— Избалованная дрянь! — плюёт в ответ, а меня начинает подташнивать от вида крови, начавшей запекаться на его лице.
— Подонок! — Едва сдерживаю дрожь, пробирающую до самых костей.
— Бездушная кукла!
Между нами остаётся не больше полуметра. Слишком близко, слишком опасно! Я хочу зажмуриться, а ещё больше — убежать, но вместо этого тяну дрожащую ладонь к его лицу, тем самым удивляя нас обоих.
— У тебя кровь, — бормочу едва слышно и кончиком пальца касаюсь горячей кожи в нескольких миллиметрах от застывшего ручейка. Сальваторе мгновенно ёжится — то ли от боли, то ли от неожиданности, а я пытаюсь осознать свою причастность к его ссадинам. Не верю, что могла так мощно приложить парня шваброй в темноте.
— Руки от меня убери! — хрипит мерзавец и презрительно отталкивает мою ладонь. — Мне противны твои прикосновения!
— Бинго! — огрызаюсь в ответ, впиваясь ногтями в кожу собственных ладоней, сжатых в кулаки. Лёгкая боль помогает держать себя в тонусе, отрезвляет меня: дура, нашла кого жалеть! — Мне противен ты весь! Грязный, вонючий, неотёсанный мужлан! Спорим, я знаю, что ты делаешь вечером в пустой, всеми забытой школе?
Сальваторе молчит, и лишь лёгкий кивок выдаёт его внимание к моим словам.
— Думаешь, я не понимаю, откуда у тебя ключи от кладовки и почему ты так запросто шляешься здесь, когда все нормальные ученики весело тусят дружными компаниями? Обещаю, если сейчас же меня не выпустишь, твоя грязная тайна завтра же станет достоянием всей школы! Посмотрим тогда, будут ли все с придыханием бегать перед тобой на цыпочках и заглядывать в рот!
— Грязная тайна? — смакует слово на вкус подонок и заливисто ржёт. — Ну давай, просвети меня, куколка!
— Ты настолько нищий и жалкий, что вечерами драишь школу, убирая грязь за теми, кто днём поклоняется тебе, словно божеству!
Некогда ясный взгляд молочно-голубых глаз становится невыносимо тяжёлым: похоже, я угадала. Сальваторе мгновенно затихает и, кривя губы, с грохотом бьёт кулаками в дверь, захватывая меня в капкан своих рук. Вздрагиваю от неожиданности и нарочито морщу носик, всем видом показывая парню, насколько он мне неприятен.
— Значит, по-твоему, я грязный и жалкий, верно, куколка? — Дыхание парня, смешанное с мерзким ароматом морского бриза, опаляет кожу. Дёргаюсь в наивной попытке выбраться из его плена, однако Сальваторе лишь крепче сжимает меня в тисках своих рук, а затем наваливается всем телом, лишая кислорода и надежды на побег.

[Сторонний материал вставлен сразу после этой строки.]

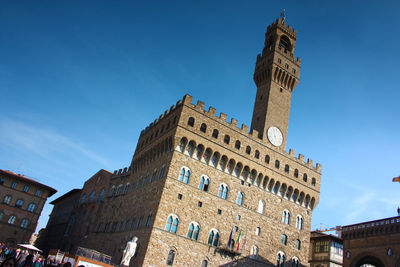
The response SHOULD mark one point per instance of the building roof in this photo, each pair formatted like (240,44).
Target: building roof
(66,195)
(21,177)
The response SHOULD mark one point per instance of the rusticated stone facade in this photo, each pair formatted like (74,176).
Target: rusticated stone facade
(22,201)
(196,178)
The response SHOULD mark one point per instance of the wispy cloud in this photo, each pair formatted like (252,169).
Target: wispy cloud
(42,142)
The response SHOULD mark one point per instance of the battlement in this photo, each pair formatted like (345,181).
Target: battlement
(281,24)
(121,172)
(244,130)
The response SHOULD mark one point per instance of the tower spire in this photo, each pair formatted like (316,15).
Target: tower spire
(276,75)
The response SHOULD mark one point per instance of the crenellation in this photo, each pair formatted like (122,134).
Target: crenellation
(310,162)
(234,122)
(245,128)
(187,100)
(212,111)
(200,106)
(223,116)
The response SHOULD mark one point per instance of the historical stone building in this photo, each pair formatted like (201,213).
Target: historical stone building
(373,243)
(55,235)
(325,250)
(22,201)
(201,191)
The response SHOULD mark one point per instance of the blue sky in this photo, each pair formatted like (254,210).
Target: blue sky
(79,80)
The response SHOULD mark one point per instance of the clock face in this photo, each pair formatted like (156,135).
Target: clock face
(275,136)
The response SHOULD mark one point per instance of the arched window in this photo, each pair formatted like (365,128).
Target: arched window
(277,164)
(191,121)
(31,207)
(172,223)
(267,159)
(11,219)
(284,42)
(19,203)
(248,150)
(119,190)
(239,199)
(223,191)
(184,175)
(213,238)
(203,127)
(101,195)
(171,256)
(237,144)
(161,174)
(286,217)
(313,182)
(287,168)
(215,133)
(226,139)
(254,252)
(299,222)
(91,196)
(7,200)
(261,206)
(194,230)
(297,244)
(284,239)
(296,262)
(82,200)
(280,259)
(204,183)
(24,223)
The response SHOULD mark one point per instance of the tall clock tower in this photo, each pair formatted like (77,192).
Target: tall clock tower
(276,75)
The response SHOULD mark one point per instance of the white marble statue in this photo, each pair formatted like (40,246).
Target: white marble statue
(129,251)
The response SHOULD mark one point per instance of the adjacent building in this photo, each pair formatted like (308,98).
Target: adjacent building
(202,191)
(325,250)
(22,201)
(374,243)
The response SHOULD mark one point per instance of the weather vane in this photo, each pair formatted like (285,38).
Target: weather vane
(283,14)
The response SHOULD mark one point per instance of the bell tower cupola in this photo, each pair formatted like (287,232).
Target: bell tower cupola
(276,75)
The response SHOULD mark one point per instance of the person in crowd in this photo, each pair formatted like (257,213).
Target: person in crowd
(28,262)
(9,262)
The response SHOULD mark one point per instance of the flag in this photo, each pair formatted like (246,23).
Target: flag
(230,239)
(238,240)
(244,241)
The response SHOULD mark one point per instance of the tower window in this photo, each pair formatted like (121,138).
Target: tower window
(277,163)
(284,42)
(226,139)
(248,150)
(203,127)
(191,121)
(237,144)
(215,133)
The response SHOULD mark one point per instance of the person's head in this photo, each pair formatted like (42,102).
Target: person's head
(29,258)
(9,262)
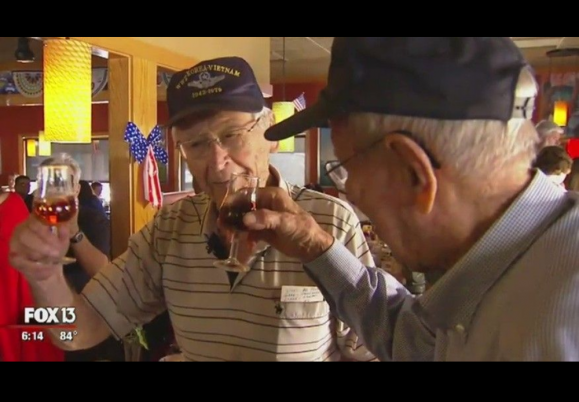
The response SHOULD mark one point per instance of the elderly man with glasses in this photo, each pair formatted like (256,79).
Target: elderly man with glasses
(274,311)
(436,139)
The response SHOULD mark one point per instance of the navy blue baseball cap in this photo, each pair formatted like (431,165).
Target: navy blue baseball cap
(222,84)
(446,78)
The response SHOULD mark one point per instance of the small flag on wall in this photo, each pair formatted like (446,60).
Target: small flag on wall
(300,102)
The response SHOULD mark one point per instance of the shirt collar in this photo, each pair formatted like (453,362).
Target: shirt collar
(452,302)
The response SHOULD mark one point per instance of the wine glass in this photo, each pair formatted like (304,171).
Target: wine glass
(240,199)
(55,200)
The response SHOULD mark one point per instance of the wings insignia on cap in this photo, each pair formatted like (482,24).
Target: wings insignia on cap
(206,81)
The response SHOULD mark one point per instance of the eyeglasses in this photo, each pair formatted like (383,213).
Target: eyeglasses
(230,141)
(338,174)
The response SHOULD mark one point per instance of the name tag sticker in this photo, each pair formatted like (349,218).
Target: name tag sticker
(301,294)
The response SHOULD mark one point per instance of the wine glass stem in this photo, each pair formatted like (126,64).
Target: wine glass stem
(234,246)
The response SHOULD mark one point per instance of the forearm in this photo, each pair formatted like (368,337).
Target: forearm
(367,299)
(90,329)
(90,258)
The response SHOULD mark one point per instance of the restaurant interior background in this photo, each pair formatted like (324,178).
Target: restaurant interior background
(298,65)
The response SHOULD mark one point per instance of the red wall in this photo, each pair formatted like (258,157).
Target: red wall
(292,91)
(29,120)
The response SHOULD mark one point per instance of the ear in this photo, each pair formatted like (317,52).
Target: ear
(421,173)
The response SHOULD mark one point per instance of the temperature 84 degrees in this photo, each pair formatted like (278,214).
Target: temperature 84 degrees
(67,336)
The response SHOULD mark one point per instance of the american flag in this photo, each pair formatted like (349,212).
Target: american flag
(300,102)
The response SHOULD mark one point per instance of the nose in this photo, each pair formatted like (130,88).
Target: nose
(218,156)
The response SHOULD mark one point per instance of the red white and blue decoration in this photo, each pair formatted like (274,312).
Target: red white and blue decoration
(148,150)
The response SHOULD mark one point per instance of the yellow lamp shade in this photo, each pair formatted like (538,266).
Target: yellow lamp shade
(282,111)
(67,91)
(31,148)
(44,147)
(560,114)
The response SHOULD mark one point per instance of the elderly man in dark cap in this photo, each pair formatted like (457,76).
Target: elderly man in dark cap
(435,136)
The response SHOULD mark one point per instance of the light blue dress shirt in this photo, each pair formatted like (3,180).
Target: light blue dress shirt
(513,297)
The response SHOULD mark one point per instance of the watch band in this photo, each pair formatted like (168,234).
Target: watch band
(77,238)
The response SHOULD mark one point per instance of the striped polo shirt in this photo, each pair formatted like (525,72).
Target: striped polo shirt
(256,317)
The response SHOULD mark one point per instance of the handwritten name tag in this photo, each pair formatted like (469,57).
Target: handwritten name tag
(301,294)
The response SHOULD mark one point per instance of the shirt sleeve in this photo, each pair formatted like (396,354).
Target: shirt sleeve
(367,299)
(128,292)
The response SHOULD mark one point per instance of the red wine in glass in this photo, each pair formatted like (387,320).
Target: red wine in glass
(55,200)
(234,209)
(240,199)
(56,210)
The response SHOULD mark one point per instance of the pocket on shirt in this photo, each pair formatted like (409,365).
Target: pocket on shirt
(301,310)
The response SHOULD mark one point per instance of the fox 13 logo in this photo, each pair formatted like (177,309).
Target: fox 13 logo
(49,315)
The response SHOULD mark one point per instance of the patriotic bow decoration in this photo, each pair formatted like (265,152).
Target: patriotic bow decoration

— Хочешь, я поделюсь с тобой своей грязью? — Кончиком носа он едва касается моего, а затем медленно ведёт им вдоль щёк, останавливаясь возле мочки уха, и брезгливо шепчет: — Только имей в виду: эта грязь липкая и не смывается! Каждый божий день она будет пропитывать твою жалкую душонку, постепенно отравляя всё существо! Ты будешь в агонии метаться между болезненной правдой и тошнотворным притворством, но ничего не сможешь изменить! Ты возненавидишь саму себя, Рита Морено, я тебе обещаю!
— Ненавижу я только тебя, Сальваторе! — Не понимая ни слова, начинаю отталкивать от себя урода, но куда там: мои удары по его словно отлитому из стали телу остаются незамеченными. Мало того, мерзавец ловко перехватывает мои руки своими и, мощным рывком задрав их над головой, прижимает к двери.

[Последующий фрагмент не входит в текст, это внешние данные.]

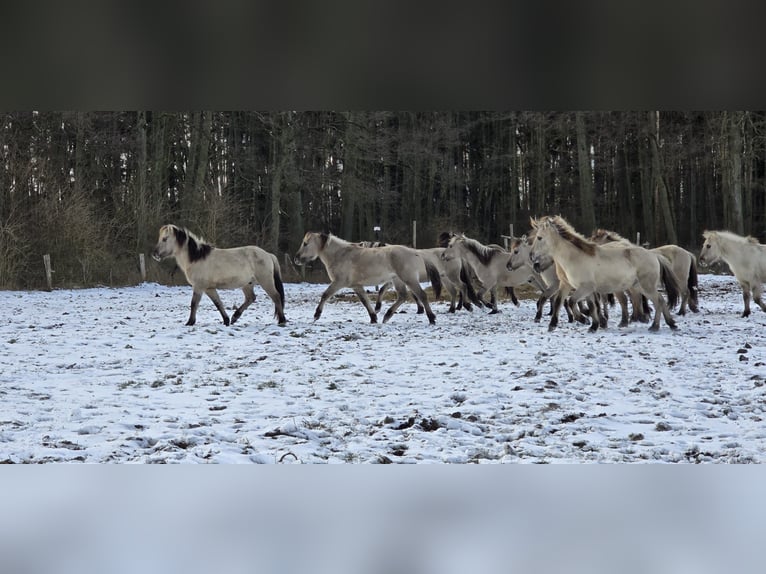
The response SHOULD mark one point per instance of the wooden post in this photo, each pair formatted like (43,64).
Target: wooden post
(48,271)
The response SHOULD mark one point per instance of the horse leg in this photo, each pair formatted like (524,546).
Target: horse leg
(593,305)
(420,307)
(249,299)
(601,310)
(661,308)
(213,294)
(381,292)
(196,296)
(418,292)
(684,301)
(331,290)
(493,300)
(401,297)
(757,291)
(540,306)
(558,298)
(360,292)
(623,301)
(746,299)
(271,282)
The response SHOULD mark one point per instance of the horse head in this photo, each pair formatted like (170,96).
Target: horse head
(311,246)
(170,236)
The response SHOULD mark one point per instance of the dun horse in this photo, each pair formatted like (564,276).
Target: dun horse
(490,264)
(591,269)
(453,276)
(683,262)
(745,257)
(349,265)
(520,248)
(208,268)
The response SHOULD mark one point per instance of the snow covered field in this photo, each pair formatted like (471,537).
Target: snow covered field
(113,375)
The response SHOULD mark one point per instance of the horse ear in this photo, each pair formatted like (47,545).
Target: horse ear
(181,235)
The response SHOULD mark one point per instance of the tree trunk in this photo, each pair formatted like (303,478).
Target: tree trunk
(661,191)
(734,188)
(141,188)
(588,214)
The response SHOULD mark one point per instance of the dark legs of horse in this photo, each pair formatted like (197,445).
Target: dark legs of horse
(196,297)
(623,301)
(757,292)
(493,300)
(249,298)
(360,292)
(331,290)
(757,297)
(419,294)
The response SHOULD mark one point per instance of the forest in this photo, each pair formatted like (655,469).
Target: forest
(92,188)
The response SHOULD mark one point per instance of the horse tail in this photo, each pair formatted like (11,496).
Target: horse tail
(279,286)
(670,282)
(435,278)
(470,291)
(691,284)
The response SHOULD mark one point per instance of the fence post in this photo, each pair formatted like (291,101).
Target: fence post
(48,271)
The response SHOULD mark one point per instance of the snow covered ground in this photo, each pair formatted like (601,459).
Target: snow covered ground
(113,375)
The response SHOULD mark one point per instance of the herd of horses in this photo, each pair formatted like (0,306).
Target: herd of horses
(585,275)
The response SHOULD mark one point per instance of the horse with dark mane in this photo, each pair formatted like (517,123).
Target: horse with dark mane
(208,268)
(746,258)
(590,269)
(350,265)
(683,262)
(489,264)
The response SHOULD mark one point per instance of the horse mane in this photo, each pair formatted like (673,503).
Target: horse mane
(484,253)
(567,232)
(607,234)
(444,238)
(731,236)
(196,247)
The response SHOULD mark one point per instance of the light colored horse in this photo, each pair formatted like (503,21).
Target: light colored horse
(349,265)
(453,276)
(746,258)
(490,264)
(546,270)
(209,268)
(683,262)
(590,269)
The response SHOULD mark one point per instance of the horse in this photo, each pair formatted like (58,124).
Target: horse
(590,269)
(454,279)
(683,262)
(520,248)
(208,268)
(490,264)
(349,265)
(746,258)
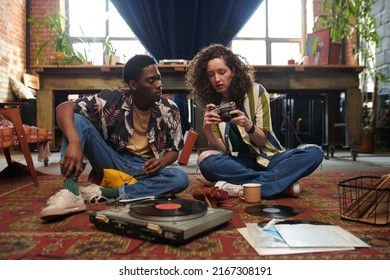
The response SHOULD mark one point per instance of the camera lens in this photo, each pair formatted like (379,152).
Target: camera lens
(226,117)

— Ненавижу! — ору ему прямо в лицо.
— Взаимно, принцесса, — выплёвывает подонок и тут же разбитыми в кровь губами находит мои, вгрызаясь в них обезумевшим зверем, до боли и рваных стонов.

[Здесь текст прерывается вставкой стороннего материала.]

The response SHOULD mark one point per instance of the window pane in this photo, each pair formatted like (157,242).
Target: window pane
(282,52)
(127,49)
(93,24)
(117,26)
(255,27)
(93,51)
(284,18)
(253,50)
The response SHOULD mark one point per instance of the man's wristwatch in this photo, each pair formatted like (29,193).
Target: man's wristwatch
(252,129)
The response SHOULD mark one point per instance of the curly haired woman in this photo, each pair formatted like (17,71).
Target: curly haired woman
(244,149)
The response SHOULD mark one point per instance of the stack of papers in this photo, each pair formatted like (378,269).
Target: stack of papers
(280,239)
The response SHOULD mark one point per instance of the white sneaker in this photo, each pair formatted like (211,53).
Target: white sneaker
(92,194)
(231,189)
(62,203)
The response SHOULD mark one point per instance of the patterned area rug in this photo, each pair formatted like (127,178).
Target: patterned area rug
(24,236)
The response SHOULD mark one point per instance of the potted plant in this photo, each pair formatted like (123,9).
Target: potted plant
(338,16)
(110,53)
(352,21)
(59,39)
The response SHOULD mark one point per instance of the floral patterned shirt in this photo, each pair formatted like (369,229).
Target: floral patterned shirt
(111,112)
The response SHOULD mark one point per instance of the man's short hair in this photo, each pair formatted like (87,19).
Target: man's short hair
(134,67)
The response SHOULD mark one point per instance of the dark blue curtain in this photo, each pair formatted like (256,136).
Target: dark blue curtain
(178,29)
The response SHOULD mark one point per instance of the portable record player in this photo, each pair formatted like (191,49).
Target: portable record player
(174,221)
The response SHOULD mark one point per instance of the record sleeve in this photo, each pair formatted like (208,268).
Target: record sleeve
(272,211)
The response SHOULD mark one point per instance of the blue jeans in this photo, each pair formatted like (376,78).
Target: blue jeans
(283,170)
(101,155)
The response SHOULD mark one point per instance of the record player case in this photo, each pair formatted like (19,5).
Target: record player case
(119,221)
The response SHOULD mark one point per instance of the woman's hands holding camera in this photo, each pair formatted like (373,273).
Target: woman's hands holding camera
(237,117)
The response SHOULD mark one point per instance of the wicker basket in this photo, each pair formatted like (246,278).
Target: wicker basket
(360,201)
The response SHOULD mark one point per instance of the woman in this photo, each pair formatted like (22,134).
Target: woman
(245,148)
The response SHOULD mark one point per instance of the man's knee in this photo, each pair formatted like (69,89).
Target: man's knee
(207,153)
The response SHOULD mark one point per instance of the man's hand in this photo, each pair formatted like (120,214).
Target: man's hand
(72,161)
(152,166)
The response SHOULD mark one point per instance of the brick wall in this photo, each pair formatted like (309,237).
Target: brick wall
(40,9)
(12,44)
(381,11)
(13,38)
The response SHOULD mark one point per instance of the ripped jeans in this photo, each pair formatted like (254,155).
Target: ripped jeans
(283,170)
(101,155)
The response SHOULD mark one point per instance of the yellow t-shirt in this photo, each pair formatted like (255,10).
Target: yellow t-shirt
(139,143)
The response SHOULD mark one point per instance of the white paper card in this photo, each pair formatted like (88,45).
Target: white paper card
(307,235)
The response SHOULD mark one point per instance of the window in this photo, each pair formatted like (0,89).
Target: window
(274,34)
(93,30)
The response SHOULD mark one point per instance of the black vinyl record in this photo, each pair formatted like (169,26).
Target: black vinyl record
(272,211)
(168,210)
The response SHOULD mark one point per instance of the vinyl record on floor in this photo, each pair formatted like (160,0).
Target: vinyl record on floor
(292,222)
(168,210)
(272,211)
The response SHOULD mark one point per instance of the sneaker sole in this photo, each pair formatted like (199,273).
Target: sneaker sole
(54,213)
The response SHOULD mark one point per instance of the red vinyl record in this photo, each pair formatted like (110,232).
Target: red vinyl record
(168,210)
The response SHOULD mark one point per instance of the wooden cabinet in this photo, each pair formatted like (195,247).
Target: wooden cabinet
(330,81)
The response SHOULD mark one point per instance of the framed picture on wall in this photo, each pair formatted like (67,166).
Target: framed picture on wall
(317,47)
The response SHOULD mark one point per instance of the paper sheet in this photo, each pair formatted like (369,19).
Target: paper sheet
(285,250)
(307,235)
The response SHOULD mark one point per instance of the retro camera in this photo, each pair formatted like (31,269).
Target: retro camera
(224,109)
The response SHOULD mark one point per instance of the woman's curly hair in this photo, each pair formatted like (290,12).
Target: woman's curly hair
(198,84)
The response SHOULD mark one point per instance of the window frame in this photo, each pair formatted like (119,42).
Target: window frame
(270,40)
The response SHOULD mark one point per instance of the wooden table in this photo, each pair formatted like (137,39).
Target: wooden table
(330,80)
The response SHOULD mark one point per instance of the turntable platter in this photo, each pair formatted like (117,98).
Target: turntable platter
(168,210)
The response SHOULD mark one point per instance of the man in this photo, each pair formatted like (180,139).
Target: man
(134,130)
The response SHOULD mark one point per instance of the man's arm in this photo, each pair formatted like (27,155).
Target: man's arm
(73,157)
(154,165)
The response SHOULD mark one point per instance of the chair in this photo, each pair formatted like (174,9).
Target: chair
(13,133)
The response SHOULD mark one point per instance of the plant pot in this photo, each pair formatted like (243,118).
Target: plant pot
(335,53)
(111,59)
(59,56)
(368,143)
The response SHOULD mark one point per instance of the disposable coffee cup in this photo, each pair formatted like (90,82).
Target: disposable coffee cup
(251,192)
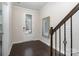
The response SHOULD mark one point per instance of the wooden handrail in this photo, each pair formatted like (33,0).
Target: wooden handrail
(71,13)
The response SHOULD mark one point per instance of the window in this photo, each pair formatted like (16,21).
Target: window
(45,26)
(28,23)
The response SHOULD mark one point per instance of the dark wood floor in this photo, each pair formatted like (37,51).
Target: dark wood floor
(32,48)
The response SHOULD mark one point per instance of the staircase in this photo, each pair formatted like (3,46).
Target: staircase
(62,32)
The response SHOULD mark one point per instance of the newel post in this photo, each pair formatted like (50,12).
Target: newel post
(51,40)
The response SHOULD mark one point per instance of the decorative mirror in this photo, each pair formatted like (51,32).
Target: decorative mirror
(28,23)
(45,27)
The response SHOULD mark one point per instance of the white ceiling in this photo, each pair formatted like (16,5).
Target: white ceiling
(30,5)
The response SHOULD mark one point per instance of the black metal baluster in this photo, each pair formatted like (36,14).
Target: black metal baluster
(64,39)
(55,43)
(71,34)
(59,41)
(51,41)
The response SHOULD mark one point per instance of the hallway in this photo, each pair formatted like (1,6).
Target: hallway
(31,48)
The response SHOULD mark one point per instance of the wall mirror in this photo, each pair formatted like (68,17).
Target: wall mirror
(28,23)
(45,26)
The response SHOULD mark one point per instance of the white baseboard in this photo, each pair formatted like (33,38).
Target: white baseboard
(24,41)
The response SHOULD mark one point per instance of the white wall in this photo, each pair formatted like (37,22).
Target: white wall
(57,11)
(7,36)
(19,35)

Мне противно! Гадко! Сальваторе был прав: поцелуй выходит грязным и мерзким. Тошнота подступает к горлу, и слёзы застилают глаза, смешиваясь на щеках с остатками чистящего средства и крови парня. Я растоптана, унижена, но Сальваторе этого мало! Лишая меня права выбора, он углубляет злосчастный поцелуй, нагло орудуя языком. Его движения пропитаны грубостью и пренебрежением. Придурку всё равно, что я чувствую. Ему нет никакого дела до моих слёз и жалких попыток освободиться. Он бесцеремонно терзает мои губы, жестоко отравляя собой. А я медленно начинаю ненавидеть саму себя, когда спустя несколько минут безумной пытки отвечаю на поцелуй.